This post was written by Katherine Fairbanks, a student in the English Program as well as the Civic Agriculture and Food Systems Minor. Thanks Katherine!
If you had pulled up to Kentland Farm a few Fridays ago, you would have been amazed at the vintage cider press getting cranked. This soon-to-be annual event turned out to be a success and an opportunity to connect with new members of the community. On October 25th, students and some of the full time workers at Kentland Farms collaborated to put together a “Fall Fun Day” for the Blacksburg and Christiansburg community. The event was the first of its kind, meant to be a test run for what students hoped would be an annual event.
At four o’clock, cars were already parked in the gravel lot at Kentland Farm and students and volunteers were setting up the event. Many of the volunteers for the event had been there since well before three, bringing out tables and setting up stations. Upon arrival, guests received a “scavenger hunt” which encouraged use of all of the stations present. Those that completed the hunt were allowed to take home one of the many pumpkins lying in the grass.
The heaviest of these stations to be set up, but also arguably the star of Fall Fun Day, was the vintage cider press in the center.
Chris Youngs, a volunteer at Kentland and a Virginia Tech student in the Civic Agriculture and Food Systems minor, found this old cider press in one of Kentland Farm’s barns and spent hours with his tools putting it back together. Some of his vintage chainsaws he had also put together were also on display.

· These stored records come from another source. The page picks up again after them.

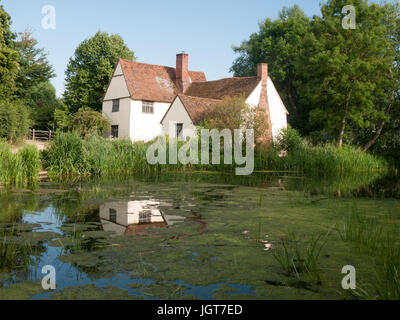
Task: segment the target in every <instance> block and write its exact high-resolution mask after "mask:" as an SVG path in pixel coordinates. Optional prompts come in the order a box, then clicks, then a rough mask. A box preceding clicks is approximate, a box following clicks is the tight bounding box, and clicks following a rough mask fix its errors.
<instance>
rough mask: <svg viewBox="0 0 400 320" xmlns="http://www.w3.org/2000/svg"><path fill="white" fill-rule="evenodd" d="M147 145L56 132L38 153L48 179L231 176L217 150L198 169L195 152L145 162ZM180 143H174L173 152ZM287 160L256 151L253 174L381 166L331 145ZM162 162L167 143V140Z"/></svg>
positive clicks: (349, 152) (355, 169)
mask: <svg viewBox="0 0 400 320" xmlns="http://www.w3.org/2000/svg"><path fill="white" fill-rule="evenodd" d="M152 143H153V142H149V143H143V142H135V143H132V142H131V141H130V140H123V139H120V140H108V139H104V138H101V137H98V136H92V137H90V138H88V139H82V138H80V137H79V136H78V135H77V134H75V133H61V134H59V135H57V137H56V138H55V140H54V141H53V142H52V145H51V148H50V149H49V150H48V151H45V152H44V158H45V167H46V168H47V169H48V171H49V174H50V176H51V177H53V178H54V177H76V176H78V177H90V176H115V175H119V176H123V175H132V174H135V173H142V174H143V173H144V174H148V173H160V172H166V171H182V170H212V171H234V169H235V167H236V166H235V165H225V164H223V162H224V154H223V148H221V164H209V165H203V164H200V163H201V161H200V160H201V149H200V148H199V152H198V156H199V161H198V162H199V164H187V165H183V164H180V163H178V164H157V165H151V164H149V163H148V161H147V158H146V152H147V149H148V147H149V146H150V145H151V144H152ZM184 143H185V142H179V143H178V149H180V147H181V146H182V145H183V144H184ZM290 146H291V147H290V150H289V151H288V155H287V156H285V157H281V156H279V149H278V148H277V149H274V150H272V151H269V152H266V151H262V150H256V154H255V169H256V170H291V171H292V170H293V171H297V172H302V173H306V174H320V173H321V172H323V173H328V174H329V173H334V174H339V173H344V172H350V171H374V170H379V169H382V168H384V167H385V162H384V161H382V160H380V159H378V158H376V157H374V156H372V155H370V154H367V153H364V152H362V151H361V150H359V149H357V148H353V147H348V146H345V147H343V148H337V147H335V146H332V145H325V146H317V147H314V146H310V145H308V144H306V143H303V142H301V143H297V144H294V143H292V144H291V145H290ZM166 148H167V150H166V151H167V163H169V161H168V156H169V148H170V144H169V141H168V140H167V144H166Z"/></svg>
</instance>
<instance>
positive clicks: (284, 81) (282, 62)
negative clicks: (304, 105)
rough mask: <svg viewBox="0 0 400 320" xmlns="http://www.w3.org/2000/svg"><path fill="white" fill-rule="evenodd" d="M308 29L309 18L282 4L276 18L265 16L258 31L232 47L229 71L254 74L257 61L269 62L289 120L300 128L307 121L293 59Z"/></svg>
mask: <svg viewBox="0 0 400 320" xmlns="http://www.w3.org/2000/svg"><path fill="white" fill-rule="evenodd" d="M309 32H310V19H309V18H308V17H306V15H305V14H304V12H303V11H302V10H301V9H300V8H299V7H298V6H297V5H295V6H293V7H292V8H286V7H284V8H283V9H282V11H281V13H280V15H279V18H278V19H277V20H275V21H272V20H270V19H266V20H265V21H264V22H263V23H261V24H260V25H259V31H258V32H257V33H254V34H252V35H251V36H250V39H249V40H247V41H244V42H242V44H241V45H240V46H239V47H234V48H233V50H234V51H235V52H236V53H237V54H239V57H238V58H237V59H236V60H235V61H234V63H233V65H232V68H231V71H233V72H234V74H235V76H239V77H243V76H255V75H257V64H258V63H261V62H264V63H268V64H269V72H270V75H271V77H272V78H273V79H274V83H275V85H276V87H277V89H278V91H279V92H280V94H281V97H282V99H283V101H284V103H285V105H286V106H287V107H288V110H289V113H290V116H289V122H290V123H291V124H292V125H293V126H294V127H296V128H298V129H300V130H301V131H303V132H304V131H305V130H302V129H304V127H305V126H306V125H305V122H307V121H308V119H307V118H308V117H307V111H306V110H304V108H302V106H301V105H300V102H299V94H298V93H297V81H298V78H299V77H298V73H297V70H296V68H295V61H296V57H297V55H298V52H299V50H300V48H301V46H302V43H303V39H304V37H305V35H306V34H308V33H309Z"/></svg>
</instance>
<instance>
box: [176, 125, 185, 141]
mask: <svg viewBox="0 0 400 320" xmlns="http://www.w3.org/2000/svg"><path fill="white" fill-rule="evenodd" d="M182 133H183V123H177V124H176V137H177V138H181V137H182Z"/></svg>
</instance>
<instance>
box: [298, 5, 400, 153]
mask: <svg viewBox="0 0 400 320" xmlns="http://www.w3.org/2000/svg"><path fill="white" fill-rule="evenodd" d="M346 5H353V6H354V7H355V8H356V12H357V26H356V29H354V30H353V29H344V28H343V27H342V19H343V15H342V8H343V7H344V6H346ZM321 12H322V16H321V17H318V16H316V17H314V19H313V21H312V23H311V30H312V32H311V33H309V34H307V35H306V37H305V39H304V41H303V47H302V49H301V51H300V54H299V56H298V58H297V59H296V63H295V67H296V69H297V72H298V73H299V74H300V76H301V80H300V82H301V85H299V86H298V88H297V92H301V97H300V101H301V102H302V103H303V104H307V103H309V104H310V109H311V112H310V123H311V124H313V125H314V126H315V127H316V128H319V129H325V130H327V131H328V132H330V133H331V134H333V135H335V136H336V141H337V144H338V146H339V147H340V146H342V144H343V141H344V139H345V138H347V139H348V140H349V141H351V138H352V137H354V132H355V131H357V130H360V129H364V128H367V127H369V126H370V125H371V122H373V121H376V120H377V119H384V118H385V116H386V115H385V106H384V105H385V104H386V102H387V101H389V100H390V99H391V95H392V93H393V92H392V91H391V92H386V91H385V89H386V88H388V87H389V86H391V85H392V84H393V81H395V73H393V72H392V71H391V70H392V68H393V66H394V62H395V51H394V47H393V45H392V42H391V40H390V39H389V38H388V29H387V27H386V25H385V24H384V17H385V10H384V7H383V6H381V5H378V4H368V1H367V0H329V1H327V3H326V4H325V5H323V6H322V7H321ZM395 82H396V81H395ZM379 102H380V103H379ZM382 106H384V107H382Z"/></svg>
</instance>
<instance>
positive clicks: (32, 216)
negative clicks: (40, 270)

His ability to assemble these pieces of American history was a treat, and definitely added to the overall experience of the event.
Past the cider press was the food table. Among the fall-themed delicacies were pumpkin seeds, pumpkin muffins, fresh apples from the farm, and other baked goods. This table provided a place for people to come and mingle while enjoying homemade snacks. Copies of a small, handy recipe book were also given away, showcasing some of the best tastes of fall. Guests were also invited to write in chalk their favorite fall recipe.
Walking in a circle around the stations of the event, you would next come upon the “seed saving” table. On a well-decorated picnic table laid a few varieties of seeds, including Cosmo flower seeds and dill seeds. Guests were invited to make small pouches out of scotch tape and wax paper and pack them with seeds for later planting.
Next was the herb-drying table, arguably the absolute best-smelling station of the event. The aroma of all of the herbs was enough for any guest to want to take a small bundle home to hang upside down in their house to dry.
This event was placed at exactly the right time, because as the sun dropped down, the night air was just chilly enough that it was comforting to have a cup of fresh-pressed apple cider to warm up. The hot coals keeping the outdoor cooking stove running and the cider pot steaming provided a warm offering to those guests more sensitive to the cold. It also provided a place that opened up conversation among students and community members alike. Later in the evening, packs of marshmallows were opened up and guests were invited to roast them over the stove.
Before packing up for the evening, it was important to take a swing at the nut cracking station, kind of like a judge has to swing her gavel at the end of a meeting. The satisfying crunch of the nuts before retrieving a free pumpkin to take home provided just one more instance of Fall Fun that made this event at Kentland Farms exciting, festive, and even educational.
The purpose of Fall Fun Day was to bring the community together, but also succeeded in educating guests about local food in a variety of ways. The recipe book at the food table, the herb-drying lesson, the seed saving opportunity, and even the fresh apple cider all contributed to the promotion of local, sustainable agriculture… and it was just a really good time, too.